Don’t listen to people. Except for me. Listen to me long enough to realize that you shouldn’t listen to anybody, then stop listening to me. People, so called experts, claim that Bitcoin is going to retrace back to $6,000. Others say $10,000 is imminent. I’ve even heard a few that think new all time lows are on the horizon. It’s wild and it can give you a conniption if you pay too much attention to it.

More than the conniption, the problem is that when you start to take people seriously you are liable to make rash and regrettable decisions. I have no personal experience, every single investment decision I’ve ever made has been flawless, but I’ve heard that other people sometimes make mistakes. I get that. It’s easy to become convinced that something is going to happen. Maybe you’re watching a lot of YouTube commentators and you start to think that Bitcoin is going to $6,000. It makes sense. We’re overbought, the rise since April has been parabolic, no way the price can keep going up like this. So you sell and plan to rebuy later at a lower price. Increase your bags by 20%. Eight hours after you pull the trigger Bitcoin goes to $11,000 and you have to buy back in at $10,000. You just lost money on a sure thing by listening to people.

Learning this, learning how people influence me and my decisions, has been one of the most fascinating lessons to come out of investing.
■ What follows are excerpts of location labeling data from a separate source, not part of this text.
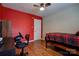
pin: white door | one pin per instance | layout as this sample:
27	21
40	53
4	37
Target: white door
37	29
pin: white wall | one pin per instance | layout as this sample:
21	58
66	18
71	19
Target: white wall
65	21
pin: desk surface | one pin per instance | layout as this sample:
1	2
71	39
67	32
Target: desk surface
8	44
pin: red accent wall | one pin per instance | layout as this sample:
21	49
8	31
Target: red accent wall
21	22
0	11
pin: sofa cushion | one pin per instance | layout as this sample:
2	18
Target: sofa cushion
77	33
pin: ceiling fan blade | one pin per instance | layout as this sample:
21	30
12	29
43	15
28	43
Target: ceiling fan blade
47	4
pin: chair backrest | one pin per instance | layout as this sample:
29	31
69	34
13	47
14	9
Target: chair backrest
27	36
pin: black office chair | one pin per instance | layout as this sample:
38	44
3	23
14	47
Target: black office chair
20	44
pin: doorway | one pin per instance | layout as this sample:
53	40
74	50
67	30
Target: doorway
37	29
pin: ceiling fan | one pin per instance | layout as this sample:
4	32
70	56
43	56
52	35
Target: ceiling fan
42	6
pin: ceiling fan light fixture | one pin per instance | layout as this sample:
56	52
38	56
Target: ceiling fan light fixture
42	8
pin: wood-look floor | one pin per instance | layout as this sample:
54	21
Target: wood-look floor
37	48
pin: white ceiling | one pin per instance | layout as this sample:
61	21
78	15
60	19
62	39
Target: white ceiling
29	8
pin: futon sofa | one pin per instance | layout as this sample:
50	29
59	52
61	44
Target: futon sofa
65	38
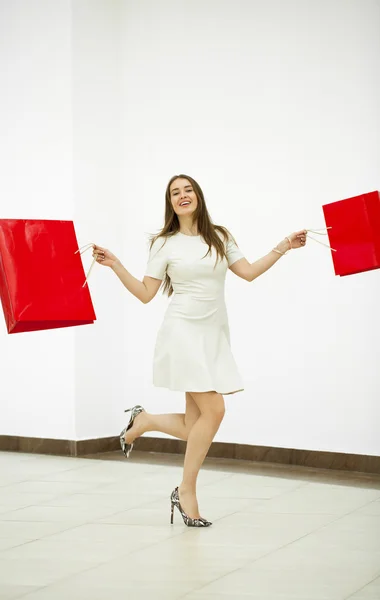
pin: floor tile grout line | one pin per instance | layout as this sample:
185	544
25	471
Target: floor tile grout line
59	581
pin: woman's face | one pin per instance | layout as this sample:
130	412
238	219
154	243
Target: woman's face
183	197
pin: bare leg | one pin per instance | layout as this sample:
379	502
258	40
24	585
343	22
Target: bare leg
212	409
177	425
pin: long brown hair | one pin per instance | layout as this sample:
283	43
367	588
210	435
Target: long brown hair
206	227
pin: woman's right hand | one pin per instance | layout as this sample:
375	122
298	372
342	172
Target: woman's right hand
103	256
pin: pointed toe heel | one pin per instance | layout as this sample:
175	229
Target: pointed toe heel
127	448
174	502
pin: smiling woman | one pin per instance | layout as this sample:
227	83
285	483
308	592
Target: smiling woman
189	258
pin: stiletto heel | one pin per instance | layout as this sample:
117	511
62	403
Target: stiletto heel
127	448
174	501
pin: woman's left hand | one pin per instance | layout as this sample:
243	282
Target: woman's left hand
293	241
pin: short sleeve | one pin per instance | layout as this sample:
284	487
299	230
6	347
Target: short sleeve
233	252
157	261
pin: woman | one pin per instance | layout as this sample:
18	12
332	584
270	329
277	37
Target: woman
192	354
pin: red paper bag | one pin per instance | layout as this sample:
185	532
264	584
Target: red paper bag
41	277
354	233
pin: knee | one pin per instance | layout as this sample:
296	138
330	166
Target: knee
216	411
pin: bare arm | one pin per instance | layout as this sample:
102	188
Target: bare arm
250	271
144	290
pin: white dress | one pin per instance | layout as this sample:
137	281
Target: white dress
192	352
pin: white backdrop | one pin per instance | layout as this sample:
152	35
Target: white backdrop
273	107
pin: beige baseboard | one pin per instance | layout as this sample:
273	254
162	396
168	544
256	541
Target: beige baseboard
285	456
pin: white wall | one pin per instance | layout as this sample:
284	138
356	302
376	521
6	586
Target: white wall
37	370
273	107
61	154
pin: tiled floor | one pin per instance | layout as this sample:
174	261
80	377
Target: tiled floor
97	528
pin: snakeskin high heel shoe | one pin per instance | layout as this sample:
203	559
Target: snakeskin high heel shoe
127	448
174	501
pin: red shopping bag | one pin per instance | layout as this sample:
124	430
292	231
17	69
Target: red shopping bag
41	276
354	232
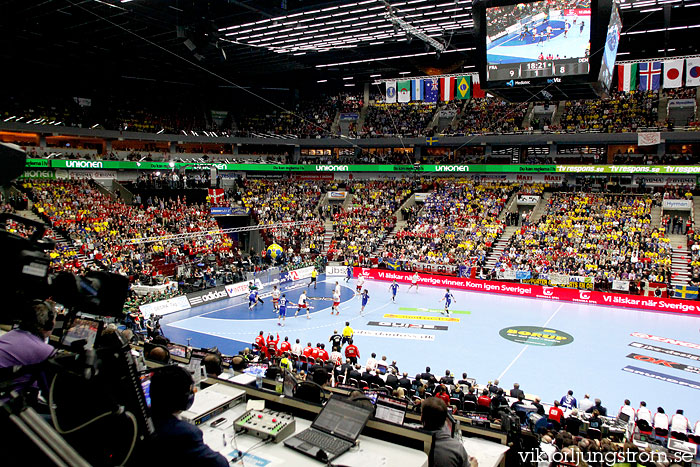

It’s a simple understanding: nobody can predict where this thing is headed in the short term and if you take action because people say certain things, you tend to lose out. Yet the impulse to listen to others is not easily tamed.

The Exception

The exception I’ve found that has proven reliably useful are the guys calling macro trends. One to five year movements. A few months after the parabolic run to $20,000 I listened to Marc De Mesel who, when maybe 90% of the experts were calling for new highs, cautioned about a multi-year bear market. He was right. Now I listen to Bob Loukas who talks about the four year market cycles and where we could be headed in 2020 and 2021.

These instructions I find useful as they provide a framework for investing long term. That’s an important distinction too, investing versus trading. If you’re going to trade, then trade. But if your plan is to invest, for the love of all that’s holy, don’t fall into the trap of trading. There’s about a post a week on /r/cryptocurrency talking about some poor schmuck who thought he was investing, ended up trading, and lost it all. Don’t be that guy.

So that’s the crypto market and how I’m looking at it. We could go to $6,000 or we could hit $11,000 and neither would surprise me. Nobody freaking knows anything and Bitcoin makes a mockery of those calling for prices. Long term investing, however, doesn’t depend much on short term price action. Done right it’s a way to get some money from the market without having to predict prices perfectly. The Warren Buffet approach, he’s done alright I think.